Children are amazingly resilient – and far better at recovering from head injuries than their parents would be! The vast majority of head injuries sustained by children can be dealt with at home. However, they can be startling for parents. If the child sustains cuts to the scalp, the injury can seem a lot, lot worse than it actually is. This is because, due to its structure, the scalp bleeds profusely from even quite superficial wounds. Gashes in children heal quickly, but it’s just as well to try to stop the blood flow with bandages and compresses nonetheless. If blood flow is extremely heavy and will not stop, then a trip to the ER may be in order, but usually in these cases the main issue is to calm the child (who will doubtless be distressed by the blood in their hair!), and to reassure yourself that scalp cuts usually heal up nicely with no further complications. If the cut was sustained through an impact to the head, then you should be paying more attention to potential effects upon the inside rather than the outside of the head.
Concussion is a minor brain injury which occurs when the skull is knocked and the brain gets a bit of a bump. Concussion varies in severity, and some blows to the head may be more serious than others, so if your child shows any signs of concussion it may be just as well to get them to a doctor just in case. Symptoms of concussion include loss of consciousness (however brief), temporarily disturbed vision, memory loss, headache, drowsiness, nausea, abrupt change in mood, slurred speech, altered comprehension, ringing in the ears and more. However, only one or two of these symptoms may be present depending on the location of and circumstances surrounding the blow to the head. Try to keep your child under close supervision following any bump to the head, and don’t let them take a nap (you can monitor any changes in behavior much more effectively if they’re awake).
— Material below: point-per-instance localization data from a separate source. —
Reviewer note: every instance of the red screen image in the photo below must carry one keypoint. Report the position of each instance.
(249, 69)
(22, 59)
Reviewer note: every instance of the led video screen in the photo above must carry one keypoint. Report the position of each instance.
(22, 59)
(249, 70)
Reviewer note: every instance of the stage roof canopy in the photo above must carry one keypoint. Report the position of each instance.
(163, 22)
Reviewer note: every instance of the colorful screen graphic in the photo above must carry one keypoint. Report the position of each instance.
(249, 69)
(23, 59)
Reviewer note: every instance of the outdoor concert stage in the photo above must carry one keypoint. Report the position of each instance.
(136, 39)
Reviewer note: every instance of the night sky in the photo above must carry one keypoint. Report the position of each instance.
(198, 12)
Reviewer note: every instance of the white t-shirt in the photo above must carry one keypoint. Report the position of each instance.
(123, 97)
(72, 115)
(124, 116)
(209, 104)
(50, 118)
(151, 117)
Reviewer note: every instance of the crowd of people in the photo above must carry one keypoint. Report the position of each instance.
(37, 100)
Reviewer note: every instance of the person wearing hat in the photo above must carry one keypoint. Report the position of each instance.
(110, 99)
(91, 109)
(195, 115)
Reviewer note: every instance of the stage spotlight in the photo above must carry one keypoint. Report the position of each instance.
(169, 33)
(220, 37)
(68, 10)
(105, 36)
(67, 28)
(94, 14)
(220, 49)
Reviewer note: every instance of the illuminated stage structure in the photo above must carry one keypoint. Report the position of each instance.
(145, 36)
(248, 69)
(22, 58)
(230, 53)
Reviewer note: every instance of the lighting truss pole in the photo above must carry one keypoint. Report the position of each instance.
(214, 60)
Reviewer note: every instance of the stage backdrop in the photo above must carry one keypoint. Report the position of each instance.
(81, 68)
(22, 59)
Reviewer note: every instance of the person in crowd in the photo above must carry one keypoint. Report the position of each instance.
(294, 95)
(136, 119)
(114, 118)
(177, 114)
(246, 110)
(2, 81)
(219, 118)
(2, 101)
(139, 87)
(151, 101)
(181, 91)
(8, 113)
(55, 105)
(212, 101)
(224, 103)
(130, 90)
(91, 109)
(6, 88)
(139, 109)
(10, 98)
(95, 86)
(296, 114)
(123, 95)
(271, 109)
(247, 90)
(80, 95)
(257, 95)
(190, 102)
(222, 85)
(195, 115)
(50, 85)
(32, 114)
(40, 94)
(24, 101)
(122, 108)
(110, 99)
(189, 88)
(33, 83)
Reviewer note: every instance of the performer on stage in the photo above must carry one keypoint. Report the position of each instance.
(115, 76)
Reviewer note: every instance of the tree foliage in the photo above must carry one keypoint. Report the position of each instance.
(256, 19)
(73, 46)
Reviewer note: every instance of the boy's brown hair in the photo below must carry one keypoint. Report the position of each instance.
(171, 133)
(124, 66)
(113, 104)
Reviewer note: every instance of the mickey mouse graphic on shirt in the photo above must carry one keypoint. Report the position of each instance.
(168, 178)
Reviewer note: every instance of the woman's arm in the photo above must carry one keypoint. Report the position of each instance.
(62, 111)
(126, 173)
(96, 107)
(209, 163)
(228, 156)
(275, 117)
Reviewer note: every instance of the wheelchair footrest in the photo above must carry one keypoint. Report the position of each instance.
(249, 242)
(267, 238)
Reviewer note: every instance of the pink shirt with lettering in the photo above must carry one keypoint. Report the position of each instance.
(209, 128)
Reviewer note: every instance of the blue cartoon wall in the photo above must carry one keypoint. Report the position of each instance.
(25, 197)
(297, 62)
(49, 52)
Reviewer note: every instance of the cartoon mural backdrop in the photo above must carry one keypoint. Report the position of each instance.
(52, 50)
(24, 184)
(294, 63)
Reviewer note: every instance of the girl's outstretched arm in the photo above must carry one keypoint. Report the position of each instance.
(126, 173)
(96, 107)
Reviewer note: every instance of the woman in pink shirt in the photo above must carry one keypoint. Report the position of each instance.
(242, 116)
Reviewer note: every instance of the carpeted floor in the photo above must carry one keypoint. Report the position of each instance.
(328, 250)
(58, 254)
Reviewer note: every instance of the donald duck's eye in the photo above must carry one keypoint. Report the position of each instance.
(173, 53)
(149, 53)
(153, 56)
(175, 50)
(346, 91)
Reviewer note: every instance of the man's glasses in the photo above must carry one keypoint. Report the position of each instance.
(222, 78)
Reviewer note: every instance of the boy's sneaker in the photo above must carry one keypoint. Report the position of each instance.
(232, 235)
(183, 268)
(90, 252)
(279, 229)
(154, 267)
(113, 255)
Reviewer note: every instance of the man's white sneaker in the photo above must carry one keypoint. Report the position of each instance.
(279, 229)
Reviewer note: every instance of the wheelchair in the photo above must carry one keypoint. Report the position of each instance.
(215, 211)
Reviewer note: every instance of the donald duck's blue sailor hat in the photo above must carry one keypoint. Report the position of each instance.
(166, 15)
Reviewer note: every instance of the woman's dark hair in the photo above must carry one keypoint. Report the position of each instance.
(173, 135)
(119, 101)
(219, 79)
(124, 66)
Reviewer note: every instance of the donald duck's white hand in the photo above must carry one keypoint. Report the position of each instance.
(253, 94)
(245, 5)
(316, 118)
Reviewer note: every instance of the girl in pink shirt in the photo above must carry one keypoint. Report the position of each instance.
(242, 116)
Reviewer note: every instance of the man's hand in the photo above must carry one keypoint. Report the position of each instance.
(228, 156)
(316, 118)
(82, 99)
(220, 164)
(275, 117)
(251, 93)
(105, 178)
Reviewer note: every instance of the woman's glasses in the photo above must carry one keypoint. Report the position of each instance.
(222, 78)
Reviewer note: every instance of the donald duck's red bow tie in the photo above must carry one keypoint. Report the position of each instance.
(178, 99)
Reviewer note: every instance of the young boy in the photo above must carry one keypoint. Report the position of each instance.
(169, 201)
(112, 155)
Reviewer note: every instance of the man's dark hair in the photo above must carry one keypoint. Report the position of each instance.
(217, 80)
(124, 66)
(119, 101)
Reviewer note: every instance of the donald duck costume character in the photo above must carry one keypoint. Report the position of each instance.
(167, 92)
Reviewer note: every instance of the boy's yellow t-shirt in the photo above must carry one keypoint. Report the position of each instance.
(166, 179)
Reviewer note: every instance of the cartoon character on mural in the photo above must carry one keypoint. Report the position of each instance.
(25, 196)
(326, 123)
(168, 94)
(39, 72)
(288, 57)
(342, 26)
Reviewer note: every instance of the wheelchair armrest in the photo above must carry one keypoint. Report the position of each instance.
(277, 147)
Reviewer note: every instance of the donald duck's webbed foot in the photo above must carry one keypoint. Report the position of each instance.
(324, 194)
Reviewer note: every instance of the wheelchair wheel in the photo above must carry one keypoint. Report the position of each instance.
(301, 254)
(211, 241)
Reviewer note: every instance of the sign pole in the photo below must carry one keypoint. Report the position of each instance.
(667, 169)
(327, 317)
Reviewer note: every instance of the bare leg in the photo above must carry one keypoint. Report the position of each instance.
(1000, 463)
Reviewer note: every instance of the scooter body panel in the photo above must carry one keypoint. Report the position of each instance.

Remember that children are different to adults, so signs like altered speech patterns which would be a warning sign in adults might simply be play for your child. You know best what is and what is not normal for your child, so you are the one best placed to determine whether or not they need medical attention. Should you notice any signs of impaired consciousness, take them to a doctor who will be able to advise you on the best way in which to proceed. Don’t worry, the majority of concussions pass on their own with minimal treatment, but your child may need some TLC and supervision for 24-48 hours!
When To Call An Ambulance
It should be reasonably obvious when a head injury needs immediate, emergency attention. However, some head injuries can hide serious consequences. If your child begins bleeding or leaking cerebrospinal fluid (a clear liquid) from their ears and/or nose, then chances are they’ve got pressure on their brain which will benefit from medical supervision while it passes. Other pressing signs that your child could benefit from immediate hospital attention include prolonged (more than a minute) unconsciousness following the injury, seizures, persistent vomiting, trouble staying awake, and trouble understanding what’s going on around them. Your child may also have pre-existing risk factors which make it best to seek emergency treatment in the case of a head injury. These include haemophilia, thrombophilia (a disease which makes one prone to blood clotting), or previous brain injuries. In such cases, it is always better to be safe than sorry!